Architect Greg Mella was certainly aware of that difference when he specified ASSA ABLOY products for the Brock Environmental Center. Dave Moncure of ASSA ABLOY Door Security Solutions Chesapeake, who assisted in developing a custom door and lock system for the project, echoes that sentiment. “We were able to bid and win this project in large part because we are transparent about where our products are made, how they are made and what we do during the manufacturing process. We are not just selling a door or a hinge, but our transparency and ability to communicate sustainable solutions.”
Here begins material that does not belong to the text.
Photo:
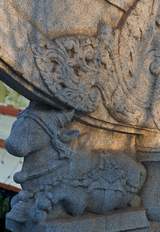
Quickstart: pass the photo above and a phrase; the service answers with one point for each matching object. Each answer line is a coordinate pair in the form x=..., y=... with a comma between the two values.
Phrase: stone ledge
x=128, y=220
Vigneux offers a striking statistic that highlights the reality of the door and hardware industry from a sustainability perspective: ASSA ABLOY Americas currently has 65 environmental product declarations on the books (globally, the company has 250); earlier this year their closest competitor came out with their first set of nine EPDs. In other words, when specifying hardware for a Living Building Challenge project, there are not many options to choose from, especially if you’re not willing to take on the exhaustive legwork of verifying the supply chain of every manufacturer you work with. By leading the way in sustainable sourcing, the bar is raised for the industry as a whole.Through the process of restructuring their supply chain in alignment with sustainability principles, the company has created a special type of brand recognition for itself in the marketplace. Naturally, that recognition also extends to the pool of prospective employees, helping the company to attract and retain creative, future-thinking talent—a positive feedback loop that reinforces the goals of any leading-edge company. In this way sustainability, and a culture of innovation more generally, has become part of the bedrock of ASSA ABLOY’s corporate identity.
One might expect that sort of corporate culture in a tech startup, for example, but Vigneux is quick to point out that this is not the norm in the door and lock industry. “This industry can be a little dated,” she says. “It is very much steeped in history, with lots of family-owned companies that have been around for generations—which is all very important—but we’re trying to look at how to make the industry more progressive. So sustainability has been a very important storytelling piece in that regard.”